Michaela Banerji was sacked from her job at the Department of Immigration and Border Protection in 2013 when it was found she had been operating a Twitter account called @LaLegale that posted opinions criticising the government’s immigration policies and treatment of asylum seekers.
Unofficial public comment tests limits of free speech
Even though Ms Banerji posted her opinions under a pseudonym and did so outside of work hours on her personal phone, the department said she had breached Australian Public Service Code of Conduct terms which aim to maintain an apolitical public service.
The public service argued she had breached guidelines on the use of social media and making public comments, even in an unofficial capacity.
Freedom of political communication and the right to free speech
Ms Banerji applied to Comcare for compensation for PTSD. The Administrative Appeals Tribunal found her sacking had impeded her implied right to freedom of political communication, contained in the Constitution, and ruled in her favour.
Comcare appealed to the High Court which ruled against Ms Banerji, saying the implied freedom of political communication is not a personal right of free speech and her dismissal was reasonable. (See Comcare v Banerji  HCA 23, 7 August 2019.)
The High Court found that Ms Banerji had breached the Australian Public Service Code of Conduct, which was a condition of her employment, in that she had failed to uphold public service “values” and its “good reputation”. The judges stated that a representative and responsible government must have an apolitical and professional public service.
Impact of High Court decision on public servants wishing to air political opinions
The High Court decision is likely to have consequences beyond the Commonwealth public service.
With two million people employed in federal, state and local governments, the ruling will certainly impact their private out-of-work expression of political or social opinion.
It also throws into doubt the rights of everyone who is on a government payroll. Can teachers speak out about education policy? Can hospital workers complain of work conditions? Can scientists report flaws in climate change policy?

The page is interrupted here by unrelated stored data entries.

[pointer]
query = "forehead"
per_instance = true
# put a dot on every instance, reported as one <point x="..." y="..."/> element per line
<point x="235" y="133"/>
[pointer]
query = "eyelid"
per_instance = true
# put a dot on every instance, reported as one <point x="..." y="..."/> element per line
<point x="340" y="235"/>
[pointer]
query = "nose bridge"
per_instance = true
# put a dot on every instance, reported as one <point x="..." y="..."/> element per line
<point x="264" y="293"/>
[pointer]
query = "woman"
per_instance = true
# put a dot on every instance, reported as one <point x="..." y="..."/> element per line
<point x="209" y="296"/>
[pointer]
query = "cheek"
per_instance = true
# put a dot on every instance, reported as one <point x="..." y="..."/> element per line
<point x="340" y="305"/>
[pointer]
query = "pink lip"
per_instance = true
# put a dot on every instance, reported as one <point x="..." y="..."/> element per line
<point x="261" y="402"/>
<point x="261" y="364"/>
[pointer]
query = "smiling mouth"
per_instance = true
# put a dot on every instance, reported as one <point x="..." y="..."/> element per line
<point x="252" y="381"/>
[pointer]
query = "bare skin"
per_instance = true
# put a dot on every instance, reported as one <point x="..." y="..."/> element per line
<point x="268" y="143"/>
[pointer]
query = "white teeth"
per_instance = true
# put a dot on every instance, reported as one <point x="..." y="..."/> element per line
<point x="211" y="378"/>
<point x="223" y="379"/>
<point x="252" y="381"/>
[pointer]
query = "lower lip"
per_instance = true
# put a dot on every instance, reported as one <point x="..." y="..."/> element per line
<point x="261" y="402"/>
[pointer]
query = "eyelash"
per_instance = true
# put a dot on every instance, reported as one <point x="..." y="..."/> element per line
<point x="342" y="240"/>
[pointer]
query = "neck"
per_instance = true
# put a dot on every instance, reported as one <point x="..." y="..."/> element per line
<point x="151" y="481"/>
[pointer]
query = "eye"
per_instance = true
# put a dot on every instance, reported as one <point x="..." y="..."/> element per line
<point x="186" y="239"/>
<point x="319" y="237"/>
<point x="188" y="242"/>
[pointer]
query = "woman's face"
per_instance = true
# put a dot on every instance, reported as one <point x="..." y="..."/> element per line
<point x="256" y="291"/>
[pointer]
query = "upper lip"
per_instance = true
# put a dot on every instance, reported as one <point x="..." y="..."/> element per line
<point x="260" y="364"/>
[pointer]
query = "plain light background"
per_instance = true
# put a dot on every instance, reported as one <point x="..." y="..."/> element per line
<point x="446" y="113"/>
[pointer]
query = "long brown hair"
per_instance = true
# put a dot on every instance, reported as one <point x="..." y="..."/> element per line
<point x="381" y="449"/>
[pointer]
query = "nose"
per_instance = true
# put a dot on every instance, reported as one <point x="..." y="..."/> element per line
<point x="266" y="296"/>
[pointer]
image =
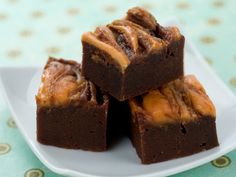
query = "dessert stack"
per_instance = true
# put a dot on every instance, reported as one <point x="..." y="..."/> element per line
<point x="131" y="78"/>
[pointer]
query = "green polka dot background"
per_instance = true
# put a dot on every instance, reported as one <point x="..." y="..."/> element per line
<point x="30" y="32"/>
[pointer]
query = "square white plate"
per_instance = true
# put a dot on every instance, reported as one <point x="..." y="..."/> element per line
<point x="19" y="86"/>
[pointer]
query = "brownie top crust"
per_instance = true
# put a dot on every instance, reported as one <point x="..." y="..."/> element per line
<point x="137" y="34"/>
<point x="62" y="84"/>
<point x="182" y="100"/>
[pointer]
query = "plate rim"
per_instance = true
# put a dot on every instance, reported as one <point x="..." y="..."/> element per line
<point x="171" y="171"/>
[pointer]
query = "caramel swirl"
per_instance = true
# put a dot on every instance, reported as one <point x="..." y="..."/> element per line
<point x="182" y="100"/>
<point x="61" y="83"/>
<point x="137" y="34"/>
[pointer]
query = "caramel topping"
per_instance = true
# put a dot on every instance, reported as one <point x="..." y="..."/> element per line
<point x="117" y="55"/>
<point x="182" y="100"/>
<point x="61" y="84"/>
<point x="129" y="33"/>
<point x="137" y="34"/>
<point x="142" y="17"/>
<point x="200" y="101"/>
<point x="158" y="106"/>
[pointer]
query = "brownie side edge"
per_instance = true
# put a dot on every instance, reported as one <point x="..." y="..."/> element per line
<point x="172" y="141"/>
<point x="73" y="127"/>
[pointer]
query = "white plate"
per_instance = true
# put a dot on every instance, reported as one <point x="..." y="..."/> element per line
<point x="19" y="85"/>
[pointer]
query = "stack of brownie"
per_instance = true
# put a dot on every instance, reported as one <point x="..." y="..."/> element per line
<point x="131" y="79"/>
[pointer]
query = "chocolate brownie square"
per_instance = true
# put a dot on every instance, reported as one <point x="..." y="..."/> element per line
<point x="71" y="111"/>
<point x="133" y="55"/>
<point x="173" y="121"/>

Employees who make critical comments about their workplace risk being sacked
The implication of this ruling is that any employee who is critical of their employer’s position on some political or social issue could risk being sacked. This is especially the case if a business has a policy against employees making comments regarding their workplace on social media.
The judgement may even have a bearing on cases like that of Israel Folau, who was sacked by the Australian Rugby Union for making homophobic comments on social media that breached his contract.
Following this ruling, does Australia have free speech?
After the Banerji sacking, the government tightened employment guidelines even further, stating that even liking or sharing a social media post could breach the rules.
Although the government advocates freedom of speech in Australia, its actions in silencing public servants’ political opinions indicate that the protection of free speech doesn’t always apply to employees.